= Liberatus of Carthage =

Liberatus of Carthage (fl. 6th century) was an archdeacon and the author of an important history of the Nestorian and Monophysite controversies in the 5th- and 6th-century Christian Church.

==Life==
In 535 he was sent to Rome, as legate of a great African national synod of two hundred and seventeen bishops, to consult Pope Agapetus I (535-6) about a number of questions (Harduin, II, 1154; Mansi, VIII, 808). Like most north Africans he was vehemently opposed to Justinian's edict against the "Three Chapters" (544). He was frequently employed by the African bishops as their ambassador in the disputes that arose from that question. "Tired with the fatigue of traveling, and resting the mind a little from temporal cares" (according to the introduction to his book), he used his leisure to compose a summary history of the two great heresies of the preceding century. His object in writing it was avowedly to show how misjudged the emperor's condemnation of the Three Chapters was. The work is called Breviarium causae Nestorianorum et Eutychianorum ("A Short Account of the Affair of the Nestorians and Eutychians"), most often simply the Breviarium of Liberatus.

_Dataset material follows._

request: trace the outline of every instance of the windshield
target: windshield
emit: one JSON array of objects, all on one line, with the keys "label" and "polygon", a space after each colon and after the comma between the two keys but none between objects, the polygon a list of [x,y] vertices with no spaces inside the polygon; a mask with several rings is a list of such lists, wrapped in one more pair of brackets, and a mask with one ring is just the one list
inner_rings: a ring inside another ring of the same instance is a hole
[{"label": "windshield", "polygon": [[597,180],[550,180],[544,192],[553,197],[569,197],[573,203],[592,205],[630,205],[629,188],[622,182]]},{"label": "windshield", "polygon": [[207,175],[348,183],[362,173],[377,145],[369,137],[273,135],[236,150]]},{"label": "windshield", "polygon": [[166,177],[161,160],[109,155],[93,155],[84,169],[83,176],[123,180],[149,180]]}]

The Breviarium begins with the ordination of Nestorius (428) and ends with the Fifth Ecumenical Council. From the fact that the author mentions Patriarch Theodosius I of Alexandria as being still alive, it is evident that it was written before 567, the year that Theodosius died. On the other hand, Liberatus records the death of Pope Vigilius (June 555). His authorities are the Historia tripartita of Cassiodorus, acts of synods, and letters of contemporary Fathers. In spite of Liberatus's controversial purpose and his indignation against Monophysites and all of those involved in the condemnation of the Three Chapters, his short history is well and fairly written. It forms an important document for the history of these movements.